As another school year begins, I was interested to learn that scores of teachers across the country are now forced to use what essentially amounts to digital spy programs to catch students who are cheating.
A recent article in the Chicago Tribune said students are going to great lengths to get the answers to tests and have gotten pretty sophisticated in their cheating.
They’re using websites that calculate the answers for their math problems. In some cases students have taken secret photographs of exams and have forwarded them to their friends. They’re even sneaking cheat sheets into the memory banks of their calculators, the article said.
Because plagiarism has become so common among high school and college students — great essays are just a computer click away for the taking — teachers are now having to run compositions through automated plagiarism detectors.
About 10,000 schools already are using these digital detectors. And they’re using wireless systems that allow them to see what their students are doing with their classroom calculators, the Tribune said. Other instructors have been forced to use computer programs that shuffle test questions so every class gets a different version of the exam.
But here’s the sad part: “In the file-sharing, cut-and-paste world enabled by the Internet, some say the biggest challenge might be convincing students that what they’re doing is wrong,” the Tribune stated.

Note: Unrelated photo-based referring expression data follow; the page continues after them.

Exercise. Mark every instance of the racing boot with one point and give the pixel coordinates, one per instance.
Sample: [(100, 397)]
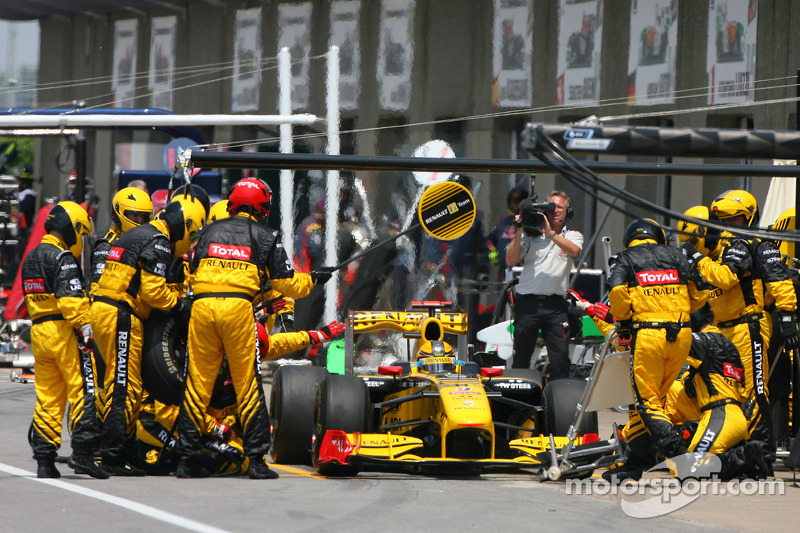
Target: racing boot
[(46, 468), (259, 469), (191, 467), (83, 464), (122, 468)]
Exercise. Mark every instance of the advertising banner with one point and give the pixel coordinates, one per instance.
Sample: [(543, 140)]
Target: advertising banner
[(731, 50), (652, 54), (580, 34), (511, 59)]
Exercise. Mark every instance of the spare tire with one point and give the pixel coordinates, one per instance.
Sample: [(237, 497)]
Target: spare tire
[(163, 358)]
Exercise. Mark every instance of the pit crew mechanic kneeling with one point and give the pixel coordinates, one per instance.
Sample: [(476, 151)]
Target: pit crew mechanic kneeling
[(221, 441), (713, 388), (233, 261), (652, 294), (133, 283)]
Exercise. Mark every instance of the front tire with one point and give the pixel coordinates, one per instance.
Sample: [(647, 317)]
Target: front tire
[(291, 407), (342, 403)]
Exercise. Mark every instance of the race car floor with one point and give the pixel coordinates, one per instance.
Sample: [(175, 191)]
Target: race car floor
[(303, 501)]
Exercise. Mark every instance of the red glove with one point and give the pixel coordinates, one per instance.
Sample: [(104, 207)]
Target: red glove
[(575, 299), (85, 338), (601, 311), (270, 307), (223, 432), (325, 334), (263, 339)]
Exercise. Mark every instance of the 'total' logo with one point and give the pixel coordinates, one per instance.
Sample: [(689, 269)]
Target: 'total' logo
[(33, 285), (229, 251), (730, 371), (657, 277), (115, 253)]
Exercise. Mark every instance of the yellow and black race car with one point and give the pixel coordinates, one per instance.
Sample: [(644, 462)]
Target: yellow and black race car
[(432, 411)]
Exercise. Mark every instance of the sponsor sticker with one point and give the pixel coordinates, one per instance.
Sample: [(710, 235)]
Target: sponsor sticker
[(115, 253), (657, 277), (730, 371), (33, 285), (229, 251)]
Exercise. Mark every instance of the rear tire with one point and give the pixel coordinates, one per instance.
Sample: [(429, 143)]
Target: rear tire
[(163, 358), (342, 403), (291, 408), (560, 402)]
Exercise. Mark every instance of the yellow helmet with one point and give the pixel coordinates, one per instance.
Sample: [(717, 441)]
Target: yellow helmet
[(786, 221), (734, 203), (645, 228), (705, 239), (72, 222), (218, 211), (194, 193), (131, 207), (184, 218), (436, 356)]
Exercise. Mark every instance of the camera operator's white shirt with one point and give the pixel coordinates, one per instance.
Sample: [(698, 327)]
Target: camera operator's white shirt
[(545, 266)]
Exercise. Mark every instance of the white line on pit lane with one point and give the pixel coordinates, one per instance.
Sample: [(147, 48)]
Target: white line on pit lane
[(146, 510)]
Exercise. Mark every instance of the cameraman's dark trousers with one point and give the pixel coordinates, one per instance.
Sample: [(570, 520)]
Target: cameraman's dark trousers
[(548, 313)]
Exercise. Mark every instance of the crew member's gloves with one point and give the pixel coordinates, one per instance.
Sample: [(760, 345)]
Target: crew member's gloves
[(575, 299), (624, 331), (599, 310), (494, 255), (325, 334), (322, 275), (184, 310), (223, 432), (85, 338), (482, 278), (270, 307), (789, 332), (691, 252)]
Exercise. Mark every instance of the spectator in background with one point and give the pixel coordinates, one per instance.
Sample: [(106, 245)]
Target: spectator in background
[(27, 207), (503, 232)]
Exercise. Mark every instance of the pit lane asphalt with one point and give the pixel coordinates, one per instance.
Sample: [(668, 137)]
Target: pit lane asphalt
[(302, 501)]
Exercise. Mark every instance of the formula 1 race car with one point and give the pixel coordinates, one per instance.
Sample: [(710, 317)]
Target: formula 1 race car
[(429, 411)]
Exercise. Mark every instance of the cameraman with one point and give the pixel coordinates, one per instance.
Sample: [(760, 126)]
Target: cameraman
[(547, 250)]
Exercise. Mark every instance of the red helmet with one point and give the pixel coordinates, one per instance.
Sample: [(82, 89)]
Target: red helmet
[(250, 193)]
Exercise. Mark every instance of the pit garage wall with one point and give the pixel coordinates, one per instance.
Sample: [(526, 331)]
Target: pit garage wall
[(451, 77)]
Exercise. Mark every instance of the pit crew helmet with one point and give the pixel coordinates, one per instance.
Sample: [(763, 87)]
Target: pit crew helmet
[(218, 211), (72, 222), (645, 228), (194, 194), (131, 207), (734, 203), (184, 219), (436, 356), (251, 195), (705, 239)]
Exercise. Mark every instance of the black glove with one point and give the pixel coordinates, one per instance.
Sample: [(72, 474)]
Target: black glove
[(183, 310), (85, 338), (624, 331), (691, 252), (322, 275), (482, 278), (789, 332)]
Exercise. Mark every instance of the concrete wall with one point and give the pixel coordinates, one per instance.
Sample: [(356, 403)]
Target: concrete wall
[(451, 78)]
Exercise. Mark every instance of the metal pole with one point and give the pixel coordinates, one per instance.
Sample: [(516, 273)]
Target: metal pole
[(432, 164), (332, 188), (286, 147), (80, 168)]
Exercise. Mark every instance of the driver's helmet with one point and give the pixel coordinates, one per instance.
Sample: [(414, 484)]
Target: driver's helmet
[(436, 356)]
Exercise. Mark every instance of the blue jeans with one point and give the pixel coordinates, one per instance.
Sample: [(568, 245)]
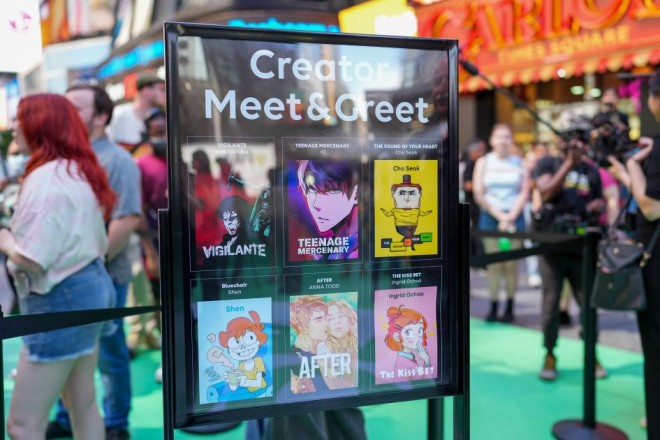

The entire cheating crisis boils down to the very fundamental issue of knowing right from wrong. Cheating has been a temptation for kids since the beginning of formal education, but statistics show it has escalated exponentially in recent years.
A poll of Who’s Who Among American High School Students showed 80 percent of the country’s best students cheated to get to the top of their class. In another survey of 12,000 high school students, 74 percent admitted cheating on a test at least once in the past year.
ABC Primetime did an in-depth piece earlier this year called “A Cheating Crisis in America’s Schools” that revealed a pervasive mindset among college students. They quoted a business major at a top state university: “Everything is about the grade that you got in the class. Nobody looks at how you got it.”
The young man was on track to graduate and already had landed a job with a top investment firm.
Here’s another disturbing realization: most cheaters don’t get caught. And if caught they seldom are severely punished, according the Educational Testing Service. “Many students see cheating as a means to a profitable end,” the agency said in an advertising campaign to discourage academic cheating.
With a mindset like this among a majority of our youth, it’s no wonder our country is so far off track and morally depleted.
It’s never too late, though, to make an effort to teach our children and grandchildren that cheating, as innocuous as it may seem, is simply wrong. I wish our education system could find a universal way to make the process of learning the focus rather than the almighty A.
Maybe it’s as simple as decreasing the pressure to get high grades. If elite universities could measure students on life experience and integrity rather than their 4.0 grade-point average, wouldn’t we be better off in the long run?